Data Science & Machine Learning

Data Bias

The section below contains a bullet point summary from this excellent article from geckoboard...

https://www.geckoboard.com/best-practice/statistical-fallacies/https://www.geckoboard.com/uploads/data-fallacies-to-avoid.pdf
  • Cherry Picking

The practice of selecting results that fit your claim and excluding those that don’t. The worst and most harmful example of being dishonest with data.
  • Data Dredging

The failure to acknowledge that the correlation was in fact the result of chance.
  • Survivorship Bias

Drawing conclusions from an incomplete set of data, because that data has ‘survived’ some selection criteria.
  • Cobra Effect

When an incentive produces the opposite result intended.

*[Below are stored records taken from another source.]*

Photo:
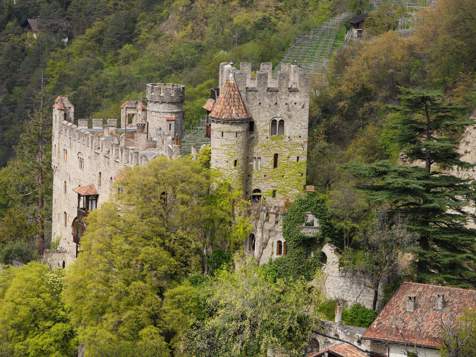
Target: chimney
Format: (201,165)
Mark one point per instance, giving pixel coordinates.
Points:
(411,303)
(440,302)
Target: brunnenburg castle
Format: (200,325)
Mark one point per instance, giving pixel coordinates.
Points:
(257,127)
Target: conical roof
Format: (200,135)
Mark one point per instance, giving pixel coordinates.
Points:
(230,105)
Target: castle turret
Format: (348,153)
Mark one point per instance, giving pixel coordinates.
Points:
(63,110)
(165,110)
(229,134)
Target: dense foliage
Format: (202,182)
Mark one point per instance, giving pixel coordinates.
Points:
(358,315)
(248,314)
(33,320)
(160,228)
(357,126)
(159,272)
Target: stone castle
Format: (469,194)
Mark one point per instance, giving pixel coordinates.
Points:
(258,129)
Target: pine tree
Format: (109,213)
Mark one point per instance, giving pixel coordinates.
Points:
(423,189)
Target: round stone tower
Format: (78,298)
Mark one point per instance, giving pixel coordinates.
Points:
(165,110)
(229,135)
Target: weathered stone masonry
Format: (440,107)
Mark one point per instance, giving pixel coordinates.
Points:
(263,150)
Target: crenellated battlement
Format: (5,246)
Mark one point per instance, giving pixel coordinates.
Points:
(288,78)
(95,136)
(165,92)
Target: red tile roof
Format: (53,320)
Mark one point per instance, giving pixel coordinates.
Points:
(208,106)
(341,350)
(59,104)
(89,190)
(230,105)
(423,326)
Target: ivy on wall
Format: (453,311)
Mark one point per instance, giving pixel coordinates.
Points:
(303,250)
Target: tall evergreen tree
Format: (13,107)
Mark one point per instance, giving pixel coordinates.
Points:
(423,188)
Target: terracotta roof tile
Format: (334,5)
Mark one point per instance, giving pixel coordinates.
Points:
(61,103)
(341,350)
(230,105)
(89,190)
(423,326)
(208,106)
(129,104)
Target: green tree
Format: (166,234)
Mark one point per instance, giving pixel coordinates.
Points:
(430,198)
(459,337)
(160,228)
(249,315)
(33,319)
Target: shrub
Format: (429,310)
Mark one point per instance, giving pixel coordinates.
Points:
(358,315)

Also known as a Perverse Incentive.
  • False Causality

To falsely assume when two events occur together that one must have caused the other.
  • Gerrymandering

The practice of deliberately manipulating boundaries of political districts in order to sway the result of an election.
  • Sampling Bias

Drawing conclusions from a set of data that isn’t representative of the population you’re trying to understand.
  • Gambler's Fallacy

The mistaken belief that because something has happened more frequently than usual, it’s now less likely to happen in future and vice versa.
  • Regression Toward the Mean

When something happens that’s unusually good or bad, over time it will revert back towards the average.
  • Hawthorne Effect / Observer Effect

When the act of monitoring someone can affect that person’s behavior.
  • Simpson's Paradox

A phenomenon in which a trend appears in different groups of data but disappears or reverses when the groups are combined.
  • McNamara Fallacy

Relying solely on metrics in complex situations can cause you to lose sight of the bigger picture.
  • Overfitting

A more complex explanation will often describe your data better than a simple one. However, a simpler explanation is usually more representative of the underlying relationship.
  • Publication Bias

How interesting a research finding is affects how likely it is to be published, distorting our impression of reality.
  • Danger of Summary Metrics

It can be misleading to only look at the summary metrics of data sets.